The client-server protocol divides into three separate, but
interacting sub-protocols: A protocol for filling and maintaining
client-side caches, a protocol for committing read/write transactions,
and a protocol for assigning read-only transaction timestamps.

\subsubsection{Cache Coherence}
\label{sec:algorithm:protocol:cache}

% Key points
% * The server maintains a multiversion block store, which each client
%   maintains a local cache of
% * Because of its multiversion nature, the unit of storage---a
%   version---is essentially immutable, except that the latest version
%   of a block, which has an unknown upper bound in time, can be
%   replaced, and thus gain a known upper bound.  Asynchronous
%   deprecation messages are used to keep client caches up to date
%   about the upper bounds of versions
% * Updates always occur in monotonically increasing order, so client
%   caches keep track of a \emph{global least upper bound} (GLUB), a
%   timestamp before which no further updates can occur.  (Moved to
%   read-only transactions, since that's really what the GLUB affects,
%   even though it's maintained by the cache)

\begin{figure*}[ht]
  \centering
  \includegraphics{protocol.pdf}
  \caption{Protocol example with two clients.  (1)~Initially, the server
    is storing two blocks spanning times~1 to~3.  Both blocks have a
    single historical version and no clients are in either block's
    holder sets.  (2)~Client~1 requests A at time~2.  The server
    replies with the historical contents of A and the time range of
    that version.  (3)~Client~2 requests the latest version of B.  The
    server replies with the current contents and time range of B.
    Client~2's cache will now contain an unbounded copy of B, so the
    server adds client~2 to the B's holder set.  (4)~Client~1 requests
    B at time~2.  This is the current version of B, so the server adds
    client~1 to B's holder set.  (5)~Client~2 performs a commit,
    indicating which version of B it read and proposing a
    new version of B.  After validating the commit request, the server
    replies with the time assigned to the transaction.  Because the
    latest version of B was replaced, the server removes all of the
    clients from the holder set except the committing client and sends
    deprecations to these clients.}
  \label{fig:protocol}
\end{figure*}

The server maintains a multiversion block store, such as the one
depicted in step~(1) of Figure~\ref{fig:protocol}.  Each block in the
block store consists of a set of \emph{versions}, each of which is
valid over some non-overlapping range of time.  The current version of
a block is \emph{unbounded}, meaning that its upper bound is unknown
until a write to that block installs a new version at some later time.
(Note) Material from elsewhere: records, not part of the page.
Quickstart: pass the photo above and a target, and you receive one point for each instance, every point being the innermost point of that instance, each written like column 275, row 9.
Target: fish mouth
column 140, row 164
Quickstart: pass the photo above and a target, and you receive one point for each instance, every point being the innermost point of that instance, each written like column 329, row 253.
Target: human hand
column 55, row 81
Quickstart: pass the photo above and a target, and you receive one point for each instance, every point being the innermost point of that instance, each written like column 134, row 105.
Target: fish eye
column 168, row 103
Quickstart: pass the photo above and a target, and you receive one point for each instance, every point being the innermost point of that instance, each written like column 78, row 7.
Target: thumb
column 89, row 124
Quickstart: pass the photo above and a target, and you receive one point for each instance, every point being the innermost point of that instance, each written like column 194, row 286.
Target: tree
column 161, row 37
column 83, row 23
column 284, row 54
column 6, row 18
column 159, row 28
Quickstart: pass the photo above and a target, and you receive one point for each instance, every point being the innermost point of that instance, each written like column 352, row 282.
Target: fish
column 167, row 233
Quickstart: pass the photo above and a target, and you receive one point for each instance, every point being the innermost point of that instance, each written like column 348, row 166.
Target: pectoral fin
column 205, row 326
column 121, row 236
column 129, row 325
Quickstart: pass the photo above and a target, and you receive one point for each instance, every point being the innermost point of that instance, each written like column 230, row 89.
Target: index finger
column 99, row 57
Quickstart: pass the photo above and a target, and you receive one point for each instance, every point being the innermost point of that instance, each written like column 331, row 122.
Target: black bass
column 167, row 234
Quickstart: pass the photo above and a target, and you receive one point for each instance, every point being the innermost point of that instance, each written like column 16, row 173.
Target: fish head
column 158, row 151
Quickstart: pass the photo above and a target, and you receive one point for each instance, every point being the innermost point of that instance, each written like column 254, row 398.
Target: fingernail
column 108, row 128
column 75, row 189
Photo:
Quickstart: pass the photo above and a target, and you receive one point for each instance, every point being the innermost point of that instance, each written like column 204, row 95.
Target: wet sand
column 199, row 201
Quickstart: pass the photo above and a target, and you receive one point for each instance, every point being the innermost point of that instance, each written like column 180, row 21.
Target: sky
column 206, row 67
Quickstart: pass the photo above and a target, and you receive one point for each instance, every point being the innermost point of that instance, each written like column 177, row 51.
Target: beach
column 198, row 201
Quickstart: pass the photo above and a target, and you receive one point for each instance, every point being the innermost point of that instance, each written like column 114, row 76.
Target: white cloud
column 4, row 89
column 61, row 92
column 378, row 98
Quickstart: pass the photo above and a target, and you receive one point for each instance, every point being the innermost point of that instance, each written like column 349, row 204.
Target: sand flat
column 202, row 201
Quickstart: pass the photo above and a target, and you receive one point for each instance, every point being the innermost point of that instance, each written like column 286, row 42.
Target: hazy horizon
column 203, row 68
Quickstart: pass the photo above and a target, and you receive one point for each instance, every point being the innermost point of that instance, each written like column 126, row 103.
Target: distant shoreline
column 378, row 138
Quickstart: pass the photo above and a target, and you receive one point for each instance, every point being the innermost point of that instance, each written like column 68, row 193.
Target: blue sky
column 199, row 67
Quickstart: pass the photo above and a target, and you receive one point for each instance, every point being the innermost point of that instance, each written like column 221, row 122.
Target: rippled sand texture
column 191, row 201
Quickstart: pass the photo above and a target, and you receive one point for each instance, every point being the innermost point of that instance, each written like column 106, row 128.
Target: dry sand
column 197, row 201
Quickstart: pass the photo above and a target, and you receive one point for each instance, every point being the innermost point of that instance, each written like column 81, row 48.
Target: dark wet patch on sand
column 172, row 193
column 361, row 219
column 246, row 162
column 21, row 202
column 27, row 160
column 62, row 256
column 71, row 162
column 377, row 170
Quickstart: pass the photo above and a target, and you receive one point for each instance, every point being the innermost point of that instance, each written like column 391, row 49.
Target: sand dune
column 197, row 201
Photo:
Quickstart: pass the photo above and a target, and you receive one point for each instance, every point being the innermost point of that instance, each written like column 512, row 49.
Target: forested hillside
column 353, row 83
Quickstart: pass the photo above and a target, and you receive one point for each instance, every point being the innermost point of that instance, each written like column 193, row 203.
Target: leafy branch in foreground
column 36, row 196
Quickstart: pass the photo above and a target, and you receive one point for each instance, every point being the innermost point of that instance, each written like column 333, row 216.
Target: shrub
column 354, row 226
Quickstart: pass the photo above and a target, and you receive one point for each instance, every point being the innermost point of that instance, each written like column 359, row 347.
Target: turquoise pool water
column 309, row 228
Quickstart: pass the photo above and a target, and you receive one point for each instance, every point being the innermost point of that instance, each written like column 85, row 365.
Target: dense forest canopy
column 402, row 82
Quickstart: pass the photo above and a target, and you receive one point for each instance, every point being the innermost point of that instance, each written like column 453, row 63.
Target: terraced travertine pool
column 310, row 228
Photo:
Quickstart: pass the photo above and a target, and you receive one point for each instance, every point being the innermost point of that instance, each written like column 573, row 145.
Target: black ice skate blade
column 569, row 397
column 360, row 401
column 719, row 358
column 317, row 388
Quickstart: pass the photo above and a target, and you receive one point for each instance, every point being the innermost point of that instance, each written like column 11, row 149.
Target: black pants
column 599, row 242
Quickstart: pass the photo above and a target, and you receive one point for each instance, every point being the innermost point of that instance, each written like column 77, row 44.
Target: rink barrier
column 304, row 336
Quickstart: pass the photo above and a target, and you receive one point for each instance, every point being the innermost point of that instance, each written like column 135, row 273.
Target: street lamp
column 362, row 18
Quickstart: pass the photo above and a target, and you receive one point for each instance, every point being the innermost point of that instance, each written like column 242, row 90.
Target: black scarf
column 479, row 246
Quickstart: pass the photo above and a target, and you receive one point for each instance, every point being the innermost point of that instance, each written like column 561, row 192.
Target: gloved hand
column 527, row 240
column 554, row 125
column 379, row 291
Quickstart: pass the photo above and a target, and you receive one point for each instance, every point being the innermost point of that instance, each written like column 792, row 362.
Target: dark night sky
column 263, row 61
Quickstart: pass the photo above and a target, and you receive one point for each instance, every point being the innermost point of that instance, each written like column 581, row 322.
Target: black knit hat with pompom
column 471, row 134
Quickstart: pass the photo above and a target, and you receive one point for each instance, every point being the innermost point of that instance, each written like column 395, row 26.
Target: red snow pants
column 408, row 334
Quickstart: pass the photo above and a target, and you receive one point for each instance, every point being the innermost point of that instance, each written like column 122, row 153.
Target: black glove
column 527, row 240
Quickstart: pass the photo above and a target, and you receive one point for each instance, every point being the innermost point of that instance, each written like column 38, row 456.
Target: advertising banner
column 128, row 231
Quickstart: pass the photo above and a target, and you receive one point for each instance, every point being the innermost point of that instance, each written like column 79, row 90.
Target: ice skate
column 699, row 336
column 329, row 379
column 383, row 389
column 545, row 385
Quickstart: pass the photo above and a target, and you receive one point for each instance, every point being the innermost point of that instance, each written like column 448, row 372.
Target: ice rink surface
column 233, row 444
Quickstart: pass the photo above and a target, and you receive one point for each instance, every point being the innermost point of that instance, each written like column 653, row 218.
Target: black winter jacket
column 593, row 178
Each client maintains a local cache with a structure similar to that
of the server's block store.  This cache provides two operations for
reading versions:
\begin{itemize}
\item \func{get}{\id{blockid}, \id{timestamp}}, which retrieves the
  contents of the block version whose range includes the given
  timestamp.  This may be the current version or a historical version
  of the block.
\item \func{getLatest}{\id{blockid}, \id{transaction}}, which
  retrieves the current version of a block.
\end{itemize}

If the requested version is not present in the client-side cache, it
forwards the request to the server, which responds with the contents
and time range of the appropriate version.  A typical historical
request can be seen in step~(2) of Figure~\ref{fig:protocol}.  If the
requested version turns out to be unbounded, then the server will add
the client that issued the request to \emph{holder set} for that
block.  In the example in Figure~\ref{fig:protocol}, this happens for
block B in steps~(3) and~(4).

Because of the block store's multiversion nature, a given version is
essentially immutable with the one proviso that an \emph{unbounded}
version can become a \emph{bounded} version when its upper bound
becomes fixed.  The holder set of a block tracks exactly which clients
have an unbounded version of a block in their cache so that when that
version becomes bounded, the server can immediately notify these
clients of this change via a \emph{deprecation} message.  For example,
step~(5) of Figure~\ref{fig:protocol} shows the deprecation message
sent to client~1 when a new version of B is installed at timestamp~4.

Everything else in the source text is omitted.